Recently, when reviewing the database index part, I saw fulltext, also known as full-text index. Although full-text index is seldom used in daily business, I feel it is somewhat interesting, so I spent some time to study it, and hereby record it.
The introduction of
concept
Most of the queries we need can be done by comparing values, filtering ranges, and so on. However, if you want to filter queries by keyword matching, you need queries based on similarity rather than precise numerical comparisons. Full-text indexes are designed for this scenario.
Why full-text indexing, you might say, when you can do fuzzy matching with like + %? Like + % is appropriate for small amounts of text, but unthinkable for large amounts of text data retrieval. Full-text indexes can be N times faster than like + % in front of a large amount of data. The speed is not an order of magnitude, but full-text indexes may have accuracy problems.
You may not have noticed full-text indexing, but you should be familiar with at least one full-text indexing technique: the various search engines. Although search engines index huge amounts of data and are often not backed by relational databases, the basic principles of full-text indexing are the same.
Versioning support
Before we begin, let’s talk about versions of full-text indexes, storage engines, and data type support
- Prior to MySQL 5.6, only the MyISAM storage engine supported full-text indexing;
- MySQL 5.6 and later, MyISAM and InnoDB storage engines support full-text indexing;
- Full-text indexes can be created only for fields whose data types are CHAR, VARCHar, text, and their families.
When testing or using full-text indexes, check to see if your version of MySQL, storage engine, and data type support full-text indexes.
Operating full text index
The operation of the index is searched casually, here or again wordy.
create
Create a full-text index when the table is created
create table fulltext_test ( id int(11) NOT NULL AUTO_INCREMENT, content text NOT NULL, tag varchar(255), MyISAM DEFAULT CHARSET=utf8; MyISAM DEFAULT CHARSET=utf8;Copy the code
Create full-text indexes on existing tables
create fulltext index content_tag_fulltext
on fulltext_test(content,tag);
Copy the code
Create a full-text index using the SQL statement ALTER TABLE
alter table fulltext_test
add fulltext index content_tag_fulltext(content,tag);
Copy the code
Modify the
Modify an O, delete directly rebuild.
delete
DROP full-text indexes directly using DROP INDEX
drop index content_tag_fulltext
on fulltext_test;
Copy the code
Delete full-text index by SQL statement ALTER TABLE
alter table fulltext_test
drop index content_tag_fulltext;
Copy the code
Using full-text indexes
Instead of using like + % for fuzzy matching, full-text indexing has its own syntax, using the match and Against keywords, for example
select * from fulltext_test
where match(content,tag) against('xxx xxx');
Copy the code
Note: The columns specified in the match() function must be exactly the same as the columns specified in the full-text index, otherwise an error will be reported and the full-text index cannot be used, because the full-text index does not record which column the keyword came from.
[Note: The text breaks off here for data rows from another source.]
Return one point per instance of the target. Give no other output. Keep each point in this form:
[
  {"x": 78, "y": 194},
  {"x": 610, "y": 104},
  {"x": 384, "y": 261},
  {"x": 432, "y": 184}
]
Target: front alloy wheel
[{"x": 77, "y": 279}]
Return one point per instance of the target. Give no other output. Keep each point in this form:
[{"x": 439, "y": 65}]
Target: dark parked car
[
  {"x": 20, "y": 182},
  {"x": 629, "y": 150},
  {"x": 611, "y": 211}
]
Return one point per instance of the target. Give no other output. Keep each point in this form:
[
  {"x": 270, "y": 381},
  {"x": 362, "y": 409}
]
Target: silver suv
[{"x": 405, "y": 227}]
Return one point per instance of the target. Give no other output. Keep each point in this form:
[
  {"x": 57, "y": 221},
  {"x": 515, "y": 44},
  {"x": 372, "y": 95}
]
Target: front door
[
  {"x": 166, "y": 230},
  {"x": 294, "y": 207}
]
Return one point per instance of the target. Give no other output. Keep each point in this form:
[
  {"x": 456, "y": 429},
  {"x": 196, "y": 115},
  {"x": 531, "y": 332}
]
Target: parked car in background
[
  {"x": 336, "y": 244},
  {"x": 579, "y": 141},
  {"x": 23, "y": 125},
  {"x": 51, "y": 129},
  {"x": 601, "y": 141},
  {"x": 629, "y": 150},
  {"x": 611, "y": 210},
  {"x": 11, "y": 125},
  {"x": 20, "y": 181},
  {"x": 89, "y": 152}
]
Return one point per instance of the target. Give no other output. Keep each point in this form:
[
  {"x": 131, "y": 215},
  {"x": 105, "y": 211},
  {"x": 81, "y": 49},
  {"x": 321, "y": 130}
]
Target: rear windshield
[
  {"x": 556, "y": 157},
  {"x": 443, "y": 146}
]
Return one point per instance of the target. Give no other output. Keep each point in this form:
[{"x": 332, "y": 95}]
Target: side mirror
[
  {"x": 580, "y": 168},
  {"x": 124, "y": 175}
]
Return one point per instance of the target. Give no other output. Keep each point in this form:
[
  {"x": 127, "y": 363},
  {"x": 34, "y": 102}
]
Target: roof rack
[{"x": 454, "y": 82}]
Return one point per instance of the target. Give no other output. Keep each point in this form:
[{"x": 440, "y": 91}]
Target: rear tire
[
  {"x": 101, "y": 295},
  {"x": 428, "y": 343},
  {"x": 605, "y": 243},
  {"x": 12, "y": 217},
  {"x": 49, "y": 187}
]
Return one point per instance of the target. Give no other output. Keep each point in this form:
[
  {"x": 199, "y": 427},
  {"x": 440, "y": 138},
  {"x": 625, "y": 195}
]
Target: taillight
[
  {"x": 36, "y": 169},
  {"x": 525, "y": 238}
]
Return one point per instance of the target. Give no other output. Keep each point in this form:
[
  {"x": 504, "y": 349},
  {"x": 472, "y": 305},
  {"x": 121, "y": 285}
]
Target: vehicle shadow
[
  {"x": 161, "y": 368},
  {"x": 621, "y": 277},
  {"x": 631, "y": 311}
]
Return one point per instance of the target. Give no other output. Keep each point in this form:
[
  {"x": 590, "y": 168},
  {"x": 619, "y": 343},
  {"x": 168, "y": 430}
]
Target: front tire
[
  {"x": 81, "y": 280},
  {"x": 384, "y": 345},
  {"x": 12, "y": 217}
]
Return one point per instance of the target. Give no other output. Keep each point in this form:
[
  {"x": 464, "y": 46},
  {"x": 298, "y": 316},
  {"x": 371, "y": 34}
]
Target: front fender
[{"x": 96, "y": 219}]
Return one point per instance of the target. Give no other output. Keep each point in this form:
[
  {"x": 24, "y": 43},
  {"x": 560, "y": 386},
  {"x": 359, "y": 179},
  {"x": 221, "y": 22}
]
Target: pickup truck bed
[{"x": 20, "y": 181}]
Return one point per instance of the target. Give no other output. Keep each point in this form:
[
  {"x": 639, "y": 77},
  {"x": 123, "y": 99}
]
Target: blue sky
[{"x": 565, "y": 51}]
If you want to use a full-text index for a column, create a separate full-text index for that column.
Test full text index
Adding test Data
With this knowledge, you can test out full-text indexes.
First, create the test table and insert the test data
create table test (
id int(11) unsigned not null auto_increment,
content text not null,
primary key(id),
fulltext key content_index(content)
) engine=MyISAM default charset=utf8;
insert into test (content) values ('a'),('b'),('c');
insert into test (content) values ('aa'),('bb'),('cc');
insert into test (content) values ('aaa'),('bbb'),('ccc');
insert into test (content) values ('aaaa'),('bbbb'),('cccc');
Copy the code
Execute the following query using the full text index syntax
select * from test where match(content) against('a');
select * from test where match(content) against('aa');
select * from test where match(content) against('aaa');
Copy the code
According to our conventional wisdom, four records should be displayed, but there are none, only when the following query is executed
select * from test where match(content) against('aaaa');
Copy the code
That’s when I found aAAA.
Why is that? There are many reasons for this, the most common of which is the minimum search length. In addition, when using full-text indexes, the test table must have at least four records, otherwise unexpected results may occur.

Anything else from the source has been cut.